The AGC’s representatives argued that the burden of proof falls on the maker of a statement.

“A statement-maker cannot complain that he is disadvantaged or placed in any position of difficulty by bearing the burden of proof, since only he knows what the basis of his own statement is in the first place.

“If he does not know, it means he had acted irresponsibly… and it would be contrary to the objective of POFMA to encourage such behaviour,” said the state counsels.

Justice Belinda Ang, in dismissing TOC’s appeal against the correction direction in the High Court in February, ruled that the burden of proof rests on the maker of the statement and not on the Minister.

Stating that the language of Section 11(4) of POFMA “is plain”, she reasoned that it was immaterial if TOC is indifferent towards the truth or falsehood” of LFL’s statement regarding the allegations.

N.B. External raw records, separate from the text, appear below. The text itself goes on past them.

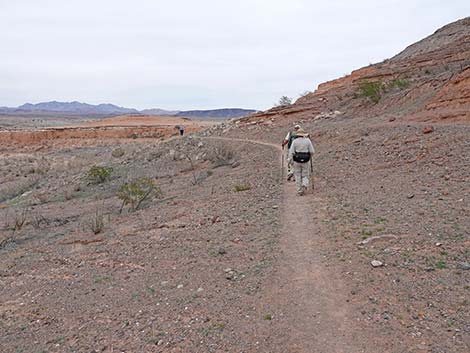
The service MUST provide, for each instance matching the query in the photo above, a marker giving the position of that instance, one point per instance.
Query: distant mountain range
(84, 109)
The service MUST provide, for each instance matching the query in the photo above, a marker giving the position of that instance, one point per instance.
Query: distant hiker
(291, 136)
(300, 153)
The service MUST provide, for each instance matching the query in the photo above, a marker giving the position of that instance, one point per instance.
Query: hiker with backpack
(300, 154)
(290, 137)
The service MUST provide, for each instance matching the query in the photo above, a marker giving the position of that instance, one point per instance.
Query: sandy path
(311, 298)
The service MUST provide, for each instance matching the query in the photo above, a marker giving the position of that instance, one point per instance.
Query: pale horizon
(204, 55)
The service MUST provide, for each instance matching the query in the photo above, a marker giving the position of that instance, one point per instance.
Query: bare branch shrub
(135, 192)
(222, 155)
(98, 175)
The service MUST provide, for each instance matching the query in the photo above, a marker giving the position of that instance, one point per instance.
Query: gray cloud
(199, 54)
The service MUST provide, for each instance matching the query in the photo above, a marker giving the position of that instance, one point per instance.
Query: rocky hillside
(428, 81)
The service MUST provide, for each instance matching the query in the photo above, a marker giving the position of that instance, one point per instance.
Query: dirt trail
(312, 299)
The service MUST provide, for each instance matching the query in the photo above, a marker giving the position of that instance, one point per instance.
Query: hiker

Section 11(4) stipulates that “[a] person who communicated a false statement of fact in Singapore may be issued a Correction Direction even if the person does not know or has no reason to believe that the statement is false”.

TOC, said Justice Ang, “nonetheless continues to share an extract” of the statement “on its news website in Singapore” with readers “without verifying the truth of the content but merely states that it has contacted the Ministry of Home Affairs for comments”.

Mr Thuraisingam argued, however, that the burden of proof “surely must lie on the Government”.

“It cannot be that The Online Citizen that is merely reporting what somebody had said as an allegation has to prove that person’s allegation,” he told the Court of Appeal on Thursday.

Given that the TOC article was a factual report and not an opinion article, Mr Thuraisingam also said that Mr Shanmugam could have replied to TOC’s media query instead of instructing the POFMA Office to issue a correction order.

He added that it would be “fair enough” for a correction direction to be issued if news outlets do not display the Government’s responses instead.

In his written submissions, Mr Thuraisingam questioned “how many important public interest disclosures would ever have seen the light of day in a POFMA environment”.

SDP’s lawyer Suresh Nair similarly argued that the burden of proof rests on the Minister who instructed the issuance of the correction direction, highlighting whether it is fair “to require a person who is subject” to a correction direction to prove the falsehood or veracity of their statement.

He drew attention to the asymmetry between when the burden of proof is placed on a Minister and when it is placed on the appellant.

A Minister, said Mr Nair, has “an armoury of tools” to “prove every falsity made about him”. An appellant, however, in many cases may be constrained by limited access — or an absence thereof — to freedom of information via legislation that prohibits such access.

It will be nearly impossible to gather evidence and witnesses of whatever wrongdoings of the State in a POFMA environment, he argued.

Mr Nair referred to instances such as the Chinese doctor who tried to warn about the coronavirus outbreak last year and the Watergate scandal in the United States in the 1970s, which catalysed President Richard Nixon’s resignation.

“It is important that the court considers whether it is consistent with the constitutional right of freedom of speech to place the burden of proof on the appellant to establish the truth of everything he says, when the evidence is simply not available to him,” he said.